Wade Munroe, University of Nebraska, Lincoln
There is much to appreciate in Bence Nanay’s monograph. In particular, Nanay’s analysis of mental imagery is especially insightful. The expression, “mental imagery,” is a technical term introduced in experimental psychology’s nascency. As Nanay rightly argues, our use of, “mental imagery,” qua term of art, should aim to maximize theoretical usefulness in cognitive explanation.
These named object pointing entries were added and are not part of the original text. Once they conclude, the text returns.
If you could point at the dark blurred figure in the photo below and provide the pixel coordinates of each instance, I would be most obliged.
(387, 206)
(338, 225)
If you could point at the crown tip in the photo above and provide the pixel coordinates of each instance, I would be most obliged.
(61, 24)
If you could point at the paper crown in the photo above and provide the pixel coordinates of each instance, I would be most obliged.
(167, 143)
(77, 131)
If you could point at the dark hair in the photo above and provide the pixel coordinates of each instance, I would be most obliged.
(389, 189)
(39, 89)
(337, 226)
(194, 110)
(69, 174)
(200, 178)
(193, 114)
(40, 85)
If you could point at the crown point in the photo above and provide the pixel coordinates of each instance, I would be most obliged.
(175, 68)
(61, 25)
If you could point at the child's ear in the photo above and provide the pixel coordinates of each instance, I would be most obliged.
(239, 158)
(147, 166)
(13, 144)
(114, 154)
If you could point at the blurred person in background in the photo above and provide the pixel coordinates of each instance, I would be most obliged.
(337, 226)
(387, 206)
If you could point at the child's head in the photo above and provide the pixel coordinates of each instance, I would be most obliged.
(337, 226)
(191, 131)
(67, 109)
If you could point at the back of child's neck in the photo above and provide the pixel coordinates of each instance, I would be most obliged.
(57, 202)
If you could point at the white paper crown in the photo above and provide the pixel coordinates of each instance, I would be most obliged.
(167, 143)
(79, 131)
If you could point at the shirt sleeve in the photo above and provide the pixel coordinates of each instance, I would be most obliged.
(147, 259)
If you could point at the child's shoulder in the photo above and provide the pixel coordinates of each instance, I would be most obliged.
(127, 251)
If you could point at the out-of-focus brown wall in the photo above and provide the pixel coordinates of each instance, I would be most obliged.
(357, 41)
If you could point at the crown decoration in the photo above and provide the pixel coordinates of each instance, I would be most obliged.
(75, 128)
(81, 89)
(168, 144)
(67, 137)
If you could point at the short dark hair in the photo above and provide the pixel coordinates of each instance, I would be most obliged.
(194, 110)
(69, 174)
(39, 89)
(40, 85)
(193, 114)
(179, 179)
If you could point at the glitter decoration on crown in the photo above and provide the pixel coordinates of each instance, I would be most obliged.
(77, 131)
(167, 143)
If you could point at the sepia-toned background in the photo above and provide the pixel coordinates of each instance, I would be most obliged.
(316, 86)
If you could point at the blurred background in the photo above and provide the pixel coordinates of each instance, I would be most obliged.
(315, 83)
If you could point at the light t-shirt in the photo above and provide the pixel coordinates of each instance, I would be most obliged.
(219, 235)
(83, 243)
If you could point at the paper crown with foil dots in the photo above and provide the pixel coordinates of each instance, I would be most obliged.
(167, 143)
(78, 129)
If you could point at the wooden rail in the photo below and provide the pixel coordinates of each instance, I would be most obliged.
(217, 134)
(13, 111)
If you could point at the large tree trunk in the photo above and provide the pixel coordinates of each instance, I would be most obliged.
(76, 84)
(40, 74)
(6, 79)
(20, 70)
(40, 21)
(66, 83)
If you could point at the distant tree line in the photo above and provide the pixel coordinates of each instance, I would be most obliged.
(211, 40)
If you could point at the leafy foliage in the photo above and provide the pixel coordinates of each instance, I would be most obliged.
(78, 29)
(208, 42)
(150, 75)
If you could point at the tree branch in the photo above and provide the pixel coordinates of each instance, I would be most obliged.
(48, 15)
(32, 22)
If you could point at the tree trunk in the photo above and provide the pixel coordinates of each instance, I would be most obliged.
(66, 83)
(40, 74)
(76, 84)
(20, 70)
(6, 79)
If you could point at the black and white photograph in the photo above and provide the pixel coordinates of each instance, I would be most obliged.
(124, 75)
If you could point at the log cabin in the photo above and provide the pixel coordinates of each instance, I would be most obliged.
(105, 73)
Although it’s still common to treat mental imagery as a necessarily conscious phenomenon, Nanay establishes that mental imagery ought to be analyzed without recourse to conscious experience. Instead, Nanay defines mental imagery as perceptual representation that is not directly triggered by sensory input.
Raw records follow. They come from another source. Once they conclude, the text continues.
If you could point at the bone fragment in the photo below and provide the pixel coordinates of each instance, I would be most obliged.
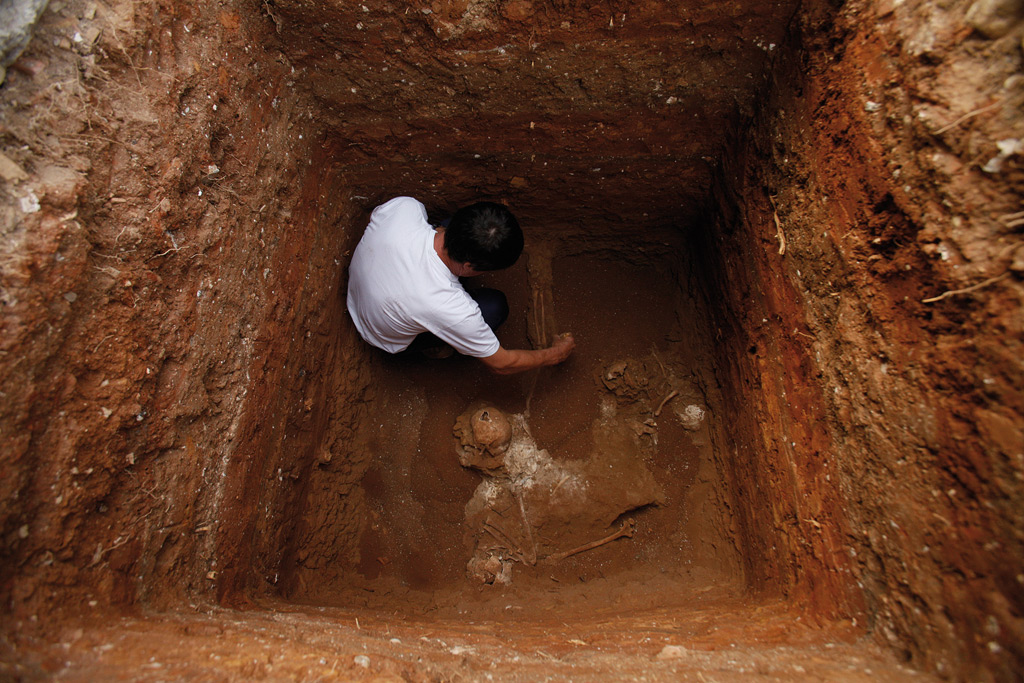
(625, 530)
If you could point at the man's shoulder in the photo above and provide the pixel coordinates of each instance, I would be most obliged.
(400, 206)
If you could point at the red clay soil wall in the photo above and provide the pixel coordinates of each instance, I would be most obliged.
(170, 309)
(890, 449)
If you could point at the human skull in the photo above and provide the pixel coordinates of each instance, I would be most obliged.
(492, 430)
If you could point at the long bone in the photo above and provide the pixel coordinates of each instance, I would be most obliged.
(625, 530)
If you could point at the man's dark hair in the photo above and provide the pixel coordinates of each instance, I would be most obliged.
(484, 235)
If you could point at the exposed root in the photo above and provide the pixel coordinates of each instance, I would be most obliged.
(969, 115)
(665, 400)
(966, 290)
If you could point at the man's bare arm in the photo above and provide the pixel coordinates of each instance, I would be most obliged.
(509, 361)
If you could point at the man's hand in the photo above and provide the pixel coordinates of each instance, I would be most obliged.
(508, 361)
(564, 343)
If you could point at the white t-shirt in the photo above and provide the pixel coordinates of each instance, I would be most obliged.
(398, 287)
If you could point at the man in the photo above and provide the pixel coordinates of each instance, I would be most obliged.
(403, 284)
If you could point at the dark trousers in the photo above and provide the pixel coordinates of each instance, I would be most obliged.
(494, 305)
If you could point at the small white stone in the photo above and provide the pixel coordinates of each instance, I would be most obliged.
(30, 203)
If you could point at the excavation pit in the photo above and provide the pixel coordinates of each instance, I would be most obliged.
(785, 237)
(625, 305)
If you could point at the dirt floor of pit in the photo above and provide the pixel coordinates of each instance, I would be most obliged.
(627, 310)
(714, 638)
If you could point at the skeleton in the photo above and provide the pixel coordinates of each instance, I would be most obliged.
(524, 487)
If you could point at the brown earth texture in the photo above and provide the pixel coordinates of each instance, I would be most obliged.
(786, 237)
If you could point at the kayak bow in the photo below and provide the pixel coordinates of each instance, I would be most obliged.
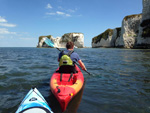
(34, 102)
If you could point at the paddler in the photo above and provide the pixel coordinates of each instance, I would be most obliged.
(68, 58)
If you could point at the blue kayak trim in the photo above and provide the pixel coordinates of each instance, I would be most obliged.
(33, 99)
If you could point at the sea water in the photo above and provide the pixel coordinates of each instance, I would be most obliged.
(119, 80)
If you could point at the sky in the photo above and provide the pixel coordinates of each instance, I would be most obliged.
(23, 21)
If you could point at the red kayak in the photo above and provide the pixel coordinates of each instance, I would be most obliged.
(65, 86)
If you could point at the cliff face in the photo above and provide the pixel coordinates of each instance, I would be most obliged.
(103, 40)
(143, 40)
(60, 42)
(134, 33)
(129, 31)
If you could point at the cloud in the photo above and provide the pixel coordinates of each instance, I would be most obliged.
(5, 31)
(7, 25)
(50, 13)
(49, 6)
(59, 13)
(2, 19)
(71, 10)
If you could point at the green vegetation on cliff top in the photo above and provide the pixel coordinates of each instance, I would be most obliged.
(48, 36)
(132, 16)
(104, 35)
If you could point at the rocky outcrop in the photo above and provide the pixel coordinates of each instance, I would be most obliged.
(60, 42)
(129, 31)
(143, 40)
(103, 40)
(134, 33)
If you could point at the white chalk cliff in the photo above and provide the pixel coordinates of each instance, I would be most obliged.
(134, 33)
(144, 30)
(129, 31)
(60, 42)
Although I have quibbles with various aspects of Nanay’s definition (and, in particular, his use of the expression, “not directly triggered,” and his distinction between triggering and modification), for the sake of space, I focus my comments on Nanay’s claims about the relationship between language and mental imagery in chapter 19. Nanay boldly asserts that, “language processing itself essentially involves mental imagery,” (p. 148) a claim I will call ‘LEIM’ for short. Although never explicitly stated, we can gather what Nanay means by “linguistic processing” from the evidence he cites in favor of LEIM,
- Evidence that linguistic labels facilitate object recognition, visual object detection, and visual search (e.g., Gary Lupyan’s Label-Feedback Hypothesis; Edmiston & Lupyan, 2015; Lupyan, 2012; Lupyan, Mirman, Hamilton, & Thompson-Schill, 2012; Lupyan & Swingley, 2012).
- Evidence that concrete words are easier to recall than abstract words (Walker & Hulme, 1999).
- Evidence for the use of mental and motor imagery (in Nanay’s sense of the terms) in discourse comprehension in which a comprehender constructs a discourse representation over several sentences/utterances (Zwaan, 2016).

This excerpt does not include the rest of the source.